From "Reports on Agriculture", Exercise number 1, May 2009

Concepts for a more efficient use of phosphorus based on experimental observations


  1. The fertiliser industry predicts a sinking rock phosphate production all over the world after the peak production point had been hit in the 1980/1990’s. The global P reserves with the currently applicable evaluations (physical, chemical characteristics) and accepted costs for exploitation and processing are expected to last for only approx. 120 more years, reserves of lower quality and higher costs about three times longer. An acute lack of phosphate fertiliser does therefore not yet exist. But phosphate prices have increased by 300% over the last two years. This is a clear signal, for phosphate consumers in particular, to exploit the unused potential in agricultural soil and handle this limited resource in a more efficient way.
  2. More recent results of long-term P field experiments in different German regions show that approx. 4mg P/100g lactate soluble phosphorus are fully sufficient for high yields, in Bavaria content class B (2-4mg CAL-P/100g soil) with fertilisation equalling crop removal.

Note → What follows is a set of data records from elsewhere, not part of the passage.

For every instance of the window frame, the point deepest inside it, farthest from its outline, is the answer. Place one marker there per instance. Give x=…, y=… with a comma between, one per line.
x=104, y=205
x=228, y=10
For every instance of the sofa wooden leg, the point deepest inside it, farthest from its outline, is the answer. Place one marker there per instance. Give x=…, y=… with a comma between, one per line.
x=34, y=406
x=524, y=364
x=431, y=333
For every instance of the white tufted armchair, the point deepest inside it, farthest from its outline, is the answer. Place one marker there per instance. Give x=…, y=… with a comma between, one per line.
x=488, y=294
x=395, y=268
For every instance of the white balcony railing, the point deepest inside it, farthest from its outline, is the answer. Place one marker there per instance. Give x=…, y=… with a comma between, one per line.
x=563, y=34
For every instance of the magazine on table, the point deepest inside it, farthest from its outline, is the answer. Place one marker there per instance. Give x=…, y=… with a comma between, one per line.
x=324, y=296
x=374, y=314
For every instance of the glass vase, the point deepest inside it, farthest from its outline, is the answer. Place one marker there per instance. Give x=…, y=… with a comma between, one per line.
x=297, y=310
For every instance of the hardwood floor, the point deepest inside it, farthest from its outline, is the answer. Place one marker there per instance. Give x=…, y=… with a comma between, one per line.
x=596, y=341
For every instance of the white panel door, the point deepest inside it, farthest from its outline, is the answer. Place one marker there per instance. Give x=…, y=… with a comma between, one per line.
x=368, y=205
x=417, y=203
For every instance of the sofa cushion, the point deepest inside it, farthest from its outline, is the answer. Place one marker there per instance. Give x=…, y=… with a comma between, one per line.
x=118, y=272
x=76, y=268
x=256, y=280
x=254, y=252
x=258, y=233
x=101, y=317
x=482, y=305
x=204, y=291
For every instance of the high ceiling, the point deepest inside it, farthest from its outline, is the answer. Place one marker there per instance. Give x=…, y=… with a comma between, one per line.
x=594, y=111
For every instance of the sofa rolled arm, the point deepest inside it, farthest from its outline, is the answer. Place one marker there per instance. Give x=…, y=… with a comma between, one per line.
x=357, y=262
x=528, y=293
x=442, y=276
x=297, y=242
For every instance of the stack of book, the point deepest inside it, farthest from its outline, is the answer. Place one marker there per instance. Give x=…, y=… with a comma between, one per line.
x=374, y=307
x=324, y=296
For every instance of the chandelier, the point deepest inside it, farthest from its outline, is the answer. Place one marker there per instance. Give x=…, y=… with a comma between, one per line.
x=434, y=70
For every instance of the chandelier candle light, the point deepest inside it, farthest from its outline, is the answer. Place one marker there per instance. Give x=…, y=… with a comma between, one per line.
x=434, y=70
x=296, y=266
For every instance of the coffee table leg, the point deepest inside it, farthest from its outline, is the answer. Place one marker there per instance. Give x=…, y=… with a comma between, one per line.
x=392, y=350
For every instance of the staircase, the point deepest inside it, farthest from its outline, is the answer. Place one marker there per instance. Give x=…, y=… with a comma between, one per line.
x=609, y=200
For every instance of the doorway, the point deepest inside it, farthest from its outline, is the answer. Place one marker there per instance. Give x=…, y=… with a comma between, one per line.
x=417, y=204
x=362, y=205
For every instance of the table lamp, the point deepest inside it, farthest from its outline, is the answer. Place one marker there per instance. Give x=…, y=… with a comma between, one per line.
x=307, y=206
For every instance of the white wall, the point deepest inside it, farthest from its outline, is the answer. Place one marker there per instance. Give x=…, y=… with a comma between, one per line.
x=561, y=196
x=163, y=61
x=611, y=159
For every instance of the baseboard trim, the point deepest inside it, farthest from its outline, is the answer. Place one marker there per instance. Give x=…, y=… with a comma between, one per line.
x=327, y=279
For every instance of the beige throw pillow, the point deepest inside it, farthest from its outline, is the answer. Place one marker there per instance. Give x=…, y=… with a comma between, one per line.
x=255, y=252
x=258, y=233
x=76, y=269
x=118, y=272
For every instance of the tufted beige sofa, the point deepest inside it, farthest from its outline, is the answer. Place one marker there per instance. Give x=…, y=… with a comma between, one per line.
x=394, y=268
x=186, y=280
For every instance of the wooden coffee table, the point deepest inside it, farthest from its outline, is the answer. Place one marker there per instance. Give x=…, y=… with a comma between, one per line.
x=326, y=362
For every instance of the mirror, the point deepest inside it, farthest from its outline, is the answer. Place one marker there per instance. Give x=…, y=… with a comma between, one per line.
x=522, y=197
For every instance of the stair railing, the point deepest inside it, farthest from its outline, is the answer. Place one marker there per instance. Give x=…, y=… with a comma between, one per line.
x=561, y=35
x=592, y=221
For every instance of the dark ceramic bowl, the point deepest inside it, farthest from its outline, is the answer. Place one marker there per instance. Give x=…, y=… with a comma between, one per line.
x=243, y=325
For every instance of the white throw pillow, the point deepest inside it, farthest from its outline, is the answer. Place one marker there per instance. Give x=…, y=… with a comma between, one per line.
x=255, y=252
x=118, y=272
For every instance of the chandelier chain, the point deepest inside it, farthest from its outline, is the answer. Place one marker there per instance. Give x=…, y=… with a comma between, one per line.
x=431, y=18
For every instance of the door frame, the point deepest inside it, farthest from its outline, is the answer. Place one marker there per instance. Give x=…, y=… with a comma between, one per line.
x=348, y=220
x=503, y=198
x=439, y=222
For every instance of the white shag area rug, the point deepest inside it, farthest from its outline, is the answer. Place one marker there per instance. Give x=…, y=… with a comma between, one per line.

In the light of these results, we must very critically examine the system of five content classes dating back to 1997, and the margin of content class C (4-9mg P/100g soil) in particular, as with an initial content of 4mg P/100g soil (content class B/C) it would need approx. 500kg P/ha (i.e. an amount of P equivalent to the removal of about 20 harvests) to reach 9mg P. With prices up by 300 percent (compared to 2005), this cannot be recommended.
  3. In Germany, 2.4 million tonnes of dry matter sewage sludge (approx. 2 percent P) with approx. 48,000 tones of P, 400,000 tonnes of animal meal (approx. 12,000 tones of P) and 160,000 tonnes of meat-and-bone meal (approx. 9,600 tonnes of P) are disposed of as waste every year. Current P consumption in the form of phosphate fertiliser amounts to 108,000 tonnes of P per year. With a P recycling rate of 90 percent, more than 50 percent of the currently imported mineral fertiliser P could thus be replaced. In 2004, the Federal Ministry of Education and Research (BMBF) and the Federal Ministry for the Environment, Nature Conservation and Nuclear Safety (BMU) began to support research and innovation in P recycling. First methods for the production of new P fertilisers are currently being developed and P fertilisers are being tested. First agronomical tests of potential new P fertilisers have already been carried out.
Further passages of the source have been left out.